Acceptable values are:

last-day: Gets downloads for the last available day. In practice, this will usually be "yesterday" (in GMT) but if stats for that day have not yet landed, it will be the day before.
last-week: Gets downloads for the last 7 available days.
last-month: Gets downloads for the last 30 available days.

### Output

The following incredibly simple JSON is the output:

```javascript
{
downloads: 31623,
start: "2014-01-01",
end: "2014-01-31",
package: "jquery"
}
```

If you have not specified a package, that key will not be present. The start and end dates are inclusive.

## Ranges

Gets the downloads per day for a given period, for all packages or a specific package.

GET https://api.npmjs.org/downloads/range/{period}[/{package}]

### Examples

Downloads per day, last 7 days: /downloads/range/last-week
Downloads per day, specific 7 days: /downloads/range/2014-02-07:2014-02-14
Downloads per day, last 30 days: /downloads/range/last-month/jquery
Downloads per day, specific 30 day period: /downloads/range/2014-01-03:2014-02-03/jquery

### Parameters

Same as for /downloads/point.

### Output

Responses are very similar to the point API, except that downloads is now an array of days with downloads on each day:

```javascript
{
downloads: [
{
day: "2014-02-27",
downloads: 1904088
},
..
{
day: "2014-03-04",
downloads: 7904294
}
],
start: "2014-02-25",
end: "2014-03-04",
package: "somepackage"
}
```

As before, the package key will not be present if you have not specified a package.

## Bulk Queries

To perform a bulk query, you can hit the range or point endpoints with a comma
separated list of packages rather than a single package, e.g.,

`/downloads/point/last-day/npm,express`

## Development

The code requires node and a mysql database to talk to. We have a conveniently
pre-configured VM available for download. First, install VirtualBox:

https://www.virtualbox.org/wiki/Downloads

And then install Vagrant:

https://www.vagrantup.com/downloads.html

Now just cd into the root of this repo and run

vagrant up

When you see "Done!" you are ready to rock.
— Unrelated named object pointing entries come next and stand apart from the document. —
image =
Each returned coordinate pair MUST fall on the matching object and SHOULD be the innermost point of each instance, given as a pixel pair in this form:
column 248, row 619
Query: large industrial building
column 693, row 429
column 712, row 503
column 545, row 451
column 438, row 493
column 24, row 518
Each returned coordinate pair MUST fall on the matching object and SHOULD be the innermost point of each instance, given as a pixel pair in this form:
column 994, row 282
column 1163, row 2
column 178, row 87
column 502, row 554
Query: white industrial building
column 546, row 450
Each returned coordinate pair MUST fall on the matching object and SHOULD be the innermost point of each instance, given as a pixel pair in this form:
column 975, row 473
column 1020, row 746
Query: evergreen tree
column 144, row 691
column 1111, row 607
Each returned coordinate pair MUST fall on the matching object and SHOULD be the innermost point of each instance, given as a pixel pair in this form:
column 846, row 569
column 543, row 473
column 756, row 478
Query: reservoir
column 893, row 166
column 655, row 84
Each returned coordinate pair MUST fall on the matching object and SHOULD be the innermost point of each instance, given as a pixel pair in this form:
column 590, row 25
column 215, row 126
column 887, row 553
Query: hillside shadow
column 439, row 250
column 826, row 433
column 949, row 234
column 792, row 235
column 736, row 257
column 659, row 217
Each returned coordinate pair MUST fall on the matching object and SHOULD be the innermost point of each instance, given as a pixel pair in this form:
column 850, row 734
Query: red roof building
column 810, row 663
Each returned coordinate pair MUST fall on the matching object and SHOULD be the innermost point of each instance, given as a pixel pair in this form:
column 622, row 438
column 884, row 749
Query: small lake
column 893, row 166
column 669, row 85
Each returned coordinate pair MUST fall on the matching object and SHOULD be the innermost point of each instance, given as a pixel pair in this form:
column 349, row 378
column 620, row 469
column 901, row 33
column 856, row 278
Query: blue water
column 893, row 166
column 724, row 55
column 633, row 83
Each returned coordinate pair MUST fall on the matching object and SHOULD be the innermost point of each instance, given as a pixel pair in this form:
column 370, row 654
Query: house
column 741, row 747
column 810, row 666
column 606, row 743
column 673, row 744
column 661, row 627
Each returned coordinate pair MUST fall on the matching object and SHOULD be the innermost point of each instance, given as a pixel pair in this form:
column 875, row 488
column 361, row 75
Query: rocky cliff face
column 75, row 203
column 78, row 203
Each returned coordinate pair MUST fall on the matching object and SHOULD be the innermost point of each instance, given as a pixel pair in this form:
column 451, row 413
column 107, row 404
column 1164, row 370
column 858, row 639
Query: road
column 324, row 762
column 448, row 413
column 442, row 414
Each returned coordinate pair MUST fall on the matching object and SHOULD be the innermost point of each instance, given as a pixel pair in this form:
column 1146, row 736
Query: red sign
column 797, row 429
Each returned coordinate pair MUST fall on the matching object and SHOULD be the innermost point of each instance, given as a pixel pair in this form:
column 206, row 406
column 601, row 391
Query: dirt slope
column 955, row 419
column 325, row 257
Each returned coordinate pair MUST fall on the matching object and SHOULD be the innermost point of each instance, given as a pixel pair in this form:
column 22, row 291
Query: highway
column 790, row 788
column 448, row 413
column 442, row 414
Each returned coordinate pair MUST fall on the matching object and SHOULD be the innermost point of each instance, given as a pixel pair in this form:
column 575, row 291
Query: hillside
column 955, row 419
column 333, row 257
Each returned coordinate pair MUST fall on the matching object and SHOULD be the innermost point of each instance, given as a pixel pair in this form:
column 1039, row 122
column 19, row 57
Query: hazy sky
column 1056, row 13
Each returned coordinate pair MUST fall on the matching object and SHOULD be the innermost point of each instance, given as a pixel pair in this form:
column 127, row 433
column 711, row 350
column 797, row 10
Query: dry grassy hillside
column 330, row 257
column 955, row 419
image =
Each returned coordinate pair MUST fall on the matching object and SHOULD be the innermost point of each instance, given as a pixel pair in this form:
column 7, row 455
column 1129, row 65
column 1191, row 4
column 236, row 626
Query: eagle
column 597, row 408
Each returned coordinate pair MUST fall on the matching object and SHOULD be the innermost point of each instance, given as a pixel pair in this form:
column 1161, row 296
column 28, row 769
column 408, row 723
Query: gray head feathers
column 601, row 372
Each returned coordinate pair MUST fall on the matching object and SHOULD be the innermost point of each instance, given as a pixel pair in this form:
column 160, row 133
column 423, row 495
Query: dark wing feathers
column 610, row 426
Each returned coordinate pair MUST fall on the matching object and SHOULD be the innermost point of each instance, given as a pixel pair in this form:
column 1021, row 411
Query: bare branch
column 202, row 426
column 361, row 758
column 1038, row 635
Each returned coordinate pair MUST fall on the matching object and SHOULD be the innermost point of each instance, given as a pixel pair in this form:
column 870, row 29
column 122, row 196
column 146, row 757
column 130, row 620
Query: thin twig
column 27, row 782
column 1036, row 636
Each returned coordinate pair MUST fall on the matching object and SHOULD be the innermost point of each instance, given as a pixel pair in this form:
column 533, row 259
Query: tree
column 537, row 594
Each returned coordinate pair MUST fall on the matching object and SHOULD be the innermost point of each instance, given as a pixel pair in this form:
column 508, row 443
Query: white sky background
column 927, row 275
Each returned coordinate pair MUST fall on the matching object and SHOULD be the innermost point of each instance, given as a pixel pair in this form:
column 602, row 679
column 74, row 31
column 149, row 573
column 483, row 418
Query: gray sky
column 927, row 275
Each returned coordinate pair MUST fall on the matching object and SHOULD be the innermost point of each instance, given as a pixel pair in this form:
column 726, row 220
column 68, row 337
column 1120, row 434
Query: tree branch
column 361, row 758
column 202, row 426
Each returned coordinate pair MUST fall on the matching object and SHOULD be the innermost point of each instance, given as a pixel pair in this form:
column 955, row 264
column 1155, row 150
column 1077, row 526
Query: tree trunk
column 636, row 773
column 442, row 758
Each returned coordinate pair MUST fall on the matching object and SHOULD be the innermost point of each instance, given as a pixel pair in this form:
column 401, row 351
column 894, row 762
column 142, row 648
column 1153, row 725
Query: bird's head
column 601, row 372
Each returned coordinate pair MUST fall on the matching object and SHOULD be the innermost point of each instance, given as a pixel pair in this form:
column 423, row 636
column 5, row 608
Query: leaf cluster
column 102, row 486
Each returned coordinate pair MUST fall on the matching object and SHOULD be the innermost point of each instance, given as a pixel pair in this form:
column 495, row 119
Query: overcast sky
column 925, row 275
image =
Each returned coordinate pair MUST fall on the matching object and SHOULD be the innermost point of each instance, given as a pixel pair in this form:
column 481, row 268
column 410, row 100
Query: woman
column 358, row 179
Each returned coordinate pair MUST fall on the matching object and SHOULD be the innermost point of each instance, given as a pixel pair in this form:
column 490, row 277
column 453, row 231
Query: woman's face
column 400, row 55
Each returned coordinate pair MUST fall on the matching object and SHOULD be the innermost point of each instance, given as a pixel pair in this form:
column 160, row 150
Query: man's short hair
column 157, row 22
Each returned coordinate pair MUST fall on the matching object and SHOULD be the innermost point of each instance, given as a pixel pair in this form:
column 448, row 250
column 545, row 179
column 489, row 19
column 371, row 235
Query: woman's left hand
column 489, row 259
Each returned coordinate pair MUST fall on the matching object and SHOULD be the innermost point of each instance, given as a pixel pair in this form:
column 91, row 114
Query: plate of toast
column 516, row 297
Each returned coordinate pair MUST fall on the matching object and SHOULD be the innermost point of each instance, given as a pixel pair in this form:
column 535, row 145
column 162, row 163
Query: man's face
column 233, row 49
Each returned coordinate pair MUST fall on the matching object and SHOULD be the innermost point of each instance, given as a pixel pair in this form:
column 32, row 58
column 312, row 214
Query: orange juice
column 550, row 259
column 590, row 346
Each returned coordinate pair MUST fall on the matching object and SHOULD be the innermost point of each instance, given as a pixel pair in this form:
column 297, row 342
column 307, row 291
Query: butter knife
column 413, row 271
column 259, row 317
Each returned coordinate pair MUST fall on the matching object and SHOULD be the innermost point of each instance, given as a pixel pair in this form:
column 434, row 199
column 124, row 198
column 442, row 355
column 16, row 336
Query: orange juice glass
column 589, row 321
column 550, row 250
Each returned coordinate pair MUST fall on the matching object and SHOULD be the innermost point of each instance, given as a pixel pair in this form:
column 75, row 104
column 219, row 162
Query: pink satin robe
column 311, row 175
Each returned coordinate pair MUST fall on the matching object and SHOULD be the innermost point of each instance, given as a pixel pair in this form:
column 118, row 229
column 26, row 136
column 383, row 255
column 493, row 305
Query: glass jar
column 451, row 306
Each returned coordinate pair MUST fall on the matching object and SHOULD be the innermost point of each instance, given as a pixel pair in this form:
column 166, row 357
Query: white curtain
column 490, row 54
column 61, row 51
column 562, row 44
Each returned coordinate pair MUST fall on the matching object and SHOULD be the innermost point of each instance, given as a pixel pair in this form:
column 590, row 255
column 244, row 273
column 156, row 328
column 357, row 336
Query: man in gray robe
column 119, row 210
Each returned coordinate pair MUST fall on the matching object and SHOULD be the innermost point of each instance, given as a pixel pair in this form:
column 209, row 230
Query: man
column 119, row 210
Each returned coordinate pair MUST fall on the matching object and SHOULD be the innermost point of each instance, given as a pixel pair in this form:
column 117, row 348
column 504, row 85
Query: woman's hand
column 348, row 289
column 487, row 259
### Running the web service

Install dependencies:

npm install

You will need a config file:

cp test/config.dev.js config.js

For development, you shouldn't need to change anything in here
unless your VM didn't come up at the usual IP (192.168.33.10)

Run the server on port 3000:

node index.js 3000

Test that it's working:

curl "http://localhost:3000/downloads/point/2014-03-01"

You can ssh into the VM to play with MySQL or whatever:

vagrant ssh

### Importing data from S3 (npm, Inc. only)

New data is generated daily and stored in S3. You can get it with the
backfill script like so:

node scripts/backfill.js YYYY-MM-DD N

YYYY-MM-DD is the date you want new data to start. If omitted,
it will start importing from the first available data, which is
a bad idea except when creating a new production host

N is the number of days to import after that date. If omitted,
it will import all available days. So to get everything after
April 1, for instance, run

node scripts/backfill.js 2014-04-01

For the AWS JS SDK to work, you must have a `~/.aws/credentials` file
containing

```
aws_access_key_id = XXXXX
aws_secret_access_key = YYYYY
```

Where X and Y are your AWS access credentials. The production server has
its own credentials specifically for this purpose.